This past Sunday I preached a portion of the Sermon on the Mount where Jesus instructs his followers to do their giving, praying, and fasting in secret. As I was preparing, I was struck by how reckoning with my own privilege continues to allow me to read passages like this one with new eyes. Previously I have been in touch with the fact that Jesus was teaching his disciples how to live in this passage, but I totally missed that he was also confronting the religious racket of his day.
The practices he names specifically had each been co-opted into a “power piety” that favored the privileged and further marginalized the disadvantaged. Almsgiving favored the wealthy and excluded the poor. Praying favored the well-educated and the Jerusalem elite while further excluding those who were uneducated and those who were lacking direct access to the temple. Fasting favored the well-fed and excluded those who are truly praying for their daily bread.
I felt as if this confrontation of power in the text was staring me in the face all week. I continue to be uncomfortable as I consider and reckon with where I have benefited from or been complicit in our modern power structures that continue to further marginalize the disadvantaged. In commenting on this passage, Stanley Hauerwas says something to the effect of “to be rich and to be a follower of Jesus is to have a problem.”
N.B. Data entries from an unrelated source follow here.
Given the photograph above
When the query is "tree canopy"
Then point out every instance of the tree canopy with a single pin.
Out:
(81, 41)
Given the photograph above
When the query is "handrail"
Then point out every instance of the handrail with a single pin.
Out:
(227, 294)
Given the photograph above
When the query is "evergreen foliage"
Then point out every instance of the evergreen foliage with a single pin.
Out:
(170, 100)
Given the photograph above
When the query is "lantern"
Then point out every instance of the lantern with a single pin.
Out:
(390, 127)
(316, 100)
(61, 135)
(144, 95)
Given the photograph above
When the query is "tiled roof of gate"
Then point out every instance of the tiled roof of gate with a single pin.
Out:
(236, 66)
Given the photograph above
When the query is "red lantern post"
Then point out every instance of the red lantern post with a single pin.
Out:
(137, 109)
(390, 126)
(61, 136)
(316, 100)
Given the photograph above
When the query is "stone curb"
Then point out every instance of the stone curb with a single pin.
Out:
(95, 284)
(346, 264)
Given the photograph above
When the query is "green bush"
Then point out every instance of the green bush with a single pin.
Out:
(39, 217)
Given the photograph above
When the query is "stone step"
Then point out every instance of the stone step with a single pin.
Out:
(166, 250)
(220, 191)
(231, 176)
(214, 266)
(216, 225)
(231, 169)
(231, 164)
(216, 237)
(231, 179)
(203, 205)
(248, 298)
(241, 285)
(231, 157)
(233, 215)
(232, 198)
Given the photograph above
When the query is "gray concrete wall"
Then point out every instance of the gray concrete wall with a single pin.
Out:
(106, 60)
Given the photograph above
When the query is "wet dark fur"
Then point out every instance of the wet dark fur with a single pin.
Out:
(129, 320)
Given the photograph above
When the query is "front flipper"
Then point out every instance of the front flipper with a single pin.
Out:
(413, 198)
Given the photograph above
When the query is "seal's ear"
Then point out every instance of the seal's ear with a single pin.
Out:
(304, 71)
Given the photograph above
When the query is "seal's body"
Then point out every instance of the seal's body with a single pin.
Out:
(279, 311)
Most of us probably don’t consider ourselves rich, but for the most part we are doing alright. Compared to the crowd he was addressing in the Sermon on the Mount most of us have an unimaginable amount of security, and, yes, wealth. From an American perspective, this security and stability is unquestionably a good thing; however, when I sit with the teachings of Jesus, I begin to question whether or not it is good.
This questioning leaves me uncomfortable and uneasy. It is precisely this type of tension that I believe we are called to as the Body of Christ. It is an opportunity for us to wrestle with and meditate on Jesus’ teachings. It is an opportunity to consider how we can leverage our privilege on behalf of those less well-off than us. It is an opportunity for us to be led by the Holy Spirit. Most directly, it is an opportunity for us to actively submit our will to the lordship of Christ.
May God, the Father, the Son, and the Holy Spirit, guide us into this tension and continue forming us into a community that can bear one another’s burdens.